PYTHONPATH="/usr/local/src/grass7-svn/grass_trunk/dist.x86_64-unknown-linux-gnu/etc/python:$PYTHONPATH"
LD_LIBRARY_PATH="/usr/local/src/grass7-svn/grass_trunk/dist.x86_64-unknown-linux-gnu/bin:/usr/local/src/grass7-svn/grass_trunk/dist.x86_64-unknown-linux-gnu/lib:/usr/local/src/grass7-svn/grass_trunk/dist.x86_64-unknown-linux-gnu/lib:"
LC_ALL=C /usr/local/src/grass7-svn/grass_trunk/dist.x86_64-unknown-linux-gnu/scripts/r.mm
--html-description < /dev/null | grep -v '</body>\|</html>' >
r.mm.tmp.html ; fi
python /usr/local/src/grass7-svn/grass_trunk/dist.x86_64-unknown-linux-gnu/tools/mkhtml.py
r.mm > /usr/local/src/grass7-svn/grass_trunk/dist.x86_64-unknown-linux-gnu/docs/html/r.mm.html
VERSION_NUMBER=7.0.svn
/usr/local/src/grass7-svn/grass_trunk/dist.x86_64-unknown-linux-gnu/tools/g.html2man.py
/usr/local/src/grass7-svn/grass_trunk/dist.x86_64-unknown-linux-gnu/docs/html/r.mm.html
/usr/local/src/grass7-svn/grass_trunk/dist.x86_64-unknown-linux-gnu/man/man1/r.mm.1
GISRC=/usr/local/src/grass7-svn/grass_trunk/dist.x86_64-unknown-linux-gnu/demolocation/.grassrc70
GISBASE=/usr/local/src/grass7-svn/grass_trunk/dist.x86_64-unknown-linux-gnu
PATH="/usr/local/src/grass7-svn/grass_trunk/dist.x86_64-unknown-linux-gnu/bin:$PATH"
PYTHONPATH="/usr/local/src/grass7-svn/grass_trunk/dist.x86_64-unknown-linux-gnu/etc/python:$PYTHONPATH"
LD_LIBRARY_PATH="/usr/local/src/grass7-svn/grass_trunk/dist.x86_64-unknown-linux-gnu/bin:/usr/local/src/grass7-svn/grass_trunk/dist.x86_64-unknown-linux-gnu/lib:/usr/local/src/grass7-svn/grass_trunk/dist.x86_64-unknown-linux-gnu/lib:"
LC_ALL=C g.parser -t r.mm.py | sed s/\"/\\\\\"/g | sed 's/.*/_("&")/'

/usr/local/src/grass7-svn/grass_trunk/locale/scriptstrings/r.mm_to_translate.c

rm r.mm.tmp.html
roudierp@A208_RoudierP:/usr/local/src/grass7-svn/grass_trunk/scripts/r.mm>
make install
make: *** No rule to make target `install'. Stop.

The wiki page [0] is great, but unfortunately does not provides much
information on that specific point (yet).
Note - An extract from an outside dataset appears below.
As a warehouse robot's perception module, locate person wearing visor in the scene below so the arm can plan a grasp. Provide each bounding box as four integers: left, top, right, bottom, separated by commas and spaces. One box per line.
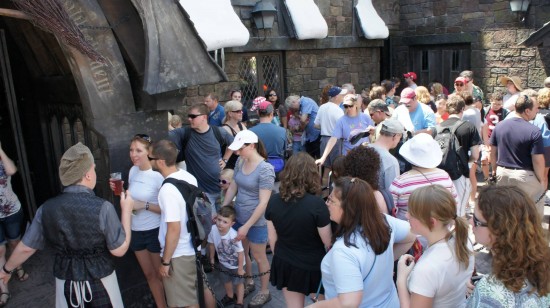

I'd be more than happy to
contribute it.. as soon as I'll get my head around it!

Any help would be appreciated!

Cheers,

Pierre

[0] http://grass.osgeo.org/wiki/GRASS_and_Python

--
Scientist
Landcare Research, New Zealand

Pierre Roudier wrote:

I'm beginning to script GRASS using Python. Turns out it is very easy
and convivial, and in a very limited amount of time I was able to put
together a little extension to bring the main mathematical morphology
operators to GRASS.

The problem I got, however, is how to install that script into
path/to/grass_src/scripts. In that director, I created a folder named
after my extension (r.mm). It contains:
- my script, r.mm.py
- its doc, r.mm.html, generated by the command python r.mm.py
--html-description, and then completed by hand
- A Makefile

The r.mm.html file should not contain the parts which are generated by
"r.mm.py --html-description". The build system does this automatically
if the .html file doesn't contain an "<html>" tag. This ensures that
the .html file is kept up to date if options are added, removed or
changed.

I've been able to compile the thing once, using make. But I can't run
the make install:

roudierp@A208_RoudierP:/usr/local/src/grass7-svn/grass_trunk/scripts/r.mm>
make install
make: *** No rule to make target `install'. Stop.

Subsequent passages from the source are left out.